Battle of Obuchowo
| Date | 26 September 1920 |
| Location | Region of Obuchowo |
| Result | Polish victory |

Belligerents
- Second Polish Republic: Russian SFSR

Casualties and losses
- 30 killed, 175 wounded and POWs: 700 killed, 1 gun, 3 rifles, 50 stock wagons

= Battle of Obuchowo =

The Battle of Obuchowo took place on 26 September 1920, during the Polish–Soviet War. Polish 4th Podhale Rifles Regiment, commanded by Colonel Mieczysław Boruta-Spiechowicz, clashed with subunits of Red Army's 5th, 6th and 56th Rifle Divisions. The battle, which took place in the village of Obuchowo, located near Grodno, is regarded as part of the much larger Battle of the Niemen River.

During the Battle of the Niemen, Polish 21st Mountain Infantry Division, which at that time was commanded by General Andrzej Galica, and was part of Second Army (General Edward Rydz-Śmigły), was ordered to capture Indura (25 km south of Grodno), together with the Niemen river bridge at Komatowo. 2nd Mountain Brigade was tasked with this, but its advance was slow due to the stubbornness of the enemy. By evening of 23 September, Poles captured Dubow, and on the next day, at 4 a.m., two Polish battalions, supported by artillery, began their attack.

The hills near Indura were defended by Soviet 5th Rifle Division, which several times counterattacked trying to halt the advancing Poles. After a whole day of fighting, Polish battalions captured Indura at app. 10 p.m.

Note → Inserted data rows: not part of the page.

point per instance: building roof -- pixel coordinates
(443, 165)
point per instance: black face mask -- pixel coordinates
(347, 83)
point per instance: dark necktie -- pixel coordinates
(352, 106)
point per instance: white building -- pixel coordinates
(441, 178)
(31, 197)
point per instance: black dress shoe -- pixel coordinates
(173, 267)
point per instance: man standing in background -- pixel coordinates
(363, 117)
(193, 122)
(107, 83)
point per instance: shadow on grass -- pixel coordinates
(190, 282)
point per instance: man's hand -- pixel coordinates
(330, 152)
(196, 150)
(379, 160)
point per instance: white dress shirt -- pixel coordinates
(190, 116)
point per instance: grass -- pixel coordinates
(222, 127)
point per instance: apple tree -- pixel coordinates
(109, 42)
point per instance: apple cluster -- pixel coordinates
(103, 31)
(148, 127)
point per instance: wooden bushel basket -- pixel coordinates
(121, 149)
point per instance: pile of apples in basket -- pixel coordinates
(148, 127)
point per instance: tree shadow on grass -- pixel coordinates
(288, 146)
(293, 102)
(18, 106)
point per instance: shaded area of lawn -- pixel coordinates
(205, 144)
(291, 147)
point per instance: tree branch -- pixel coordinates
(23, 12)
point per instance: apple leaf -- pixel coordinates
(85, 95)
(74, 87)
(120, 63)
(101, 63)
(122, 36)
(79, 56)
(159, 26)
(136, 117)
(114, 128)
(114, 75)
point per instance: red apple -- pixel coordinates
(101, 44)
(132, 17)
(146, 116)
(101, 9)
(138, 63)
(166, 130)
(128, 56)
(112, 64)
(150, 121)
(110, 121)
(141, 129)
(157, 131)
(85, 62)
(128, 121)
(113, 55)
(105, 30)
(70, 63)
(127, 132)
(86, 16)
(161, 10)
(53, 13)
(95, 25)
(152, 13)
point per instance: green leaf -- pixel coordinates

On 25 September, Boruta-Spiechowicz was ordered to continue march towards Komatów. At 5 p.m. on that day, 2nd Battalion of Major Kostecki reached the Niemen river, but the bridge was already burning, as Soviet soldiers had set it on fire. Since Polish units did not have the pontoons, they had to wait. The pontoons finally arrived at midnight, and the river was crossed before 3 a.m. without any problems, as the enemy most likely failed to notice Polish movements.

By 3 a.m., the Battalion of Major Kostecki reached Obuchowo. The village was defended by Soviet 48th Rifle Regiment, accompanied by a company of sappers. The Poles took the enemy by surprise, and after a short fight, captured Obuchowo. While chasing the retreating Soviets, the Poles encountered military transports of 6th and 56th Rifle Divisions, which had fled from Grodno, and captured 50 wagons, together with 300 soldiers.

After finding out from Soviet prisoners that 6th and 56th Rifle Divisions had divided into two columns, and headed towards Skidel, Boruta-Spiechowicz decided to cut their roads of retreat. Polish 2nd Battalion was sent to Hill 134 near Zydomla, 1st Battalion manned Hill 154 near Obuchowo, and 3rd Battalion remained in reserve at Obuchowo.

While marching to their positions, 1st and 3rd Battalions were attacked by 56th Rifle Brigade. 2nd Battalion was forced to retreat after a fierce attack of 6th Rifle Division, supported by cavalry. Polish soldiers defended their positions with bayonets and hand grenades. Their losses were very heavy, including Major Kostecki himself, who was twice wounded and then captured by the enemy. Under the circumstances, Boruta-Spiechowicz rallied a number of soldiers and personally led a counterattack, which temporarily halted the Soviets. The enemy then concentrated its main forces north and east of Obuchowo, planning to capture the Niemen crossing at Komatow, and to cut off Polish regiment.

At 2 p.m., on 26 September, 3rd Podhale Rifle Regiment appeared with support. Under its pressure, the Soviets retreated. Exhausted Polish soldiers failed to destroy Soviet units, but the enemy suffered substantial losses, and delayed its retreat by several hours.

Altogether, the Poles lost 300 KIA, and 175 WIA / MIA. Soviet losses are unknown, but during the battle, the Poles took 700 prisoners, 3 heavy machine guns and 50 wagons with goods.

The Battle of Obuchowo is commemorated on the Tomb of the Unknown Soldier, Warsaw, with the inscription "GRODNO - OBUCHOWO 20 - 25 IX 1920".

== Sources ==
- J. Odziemkowski, Leksykon wojny polsko-rosyjskiej 1919 - 1920, wyd. RYTM Warszawa 2004.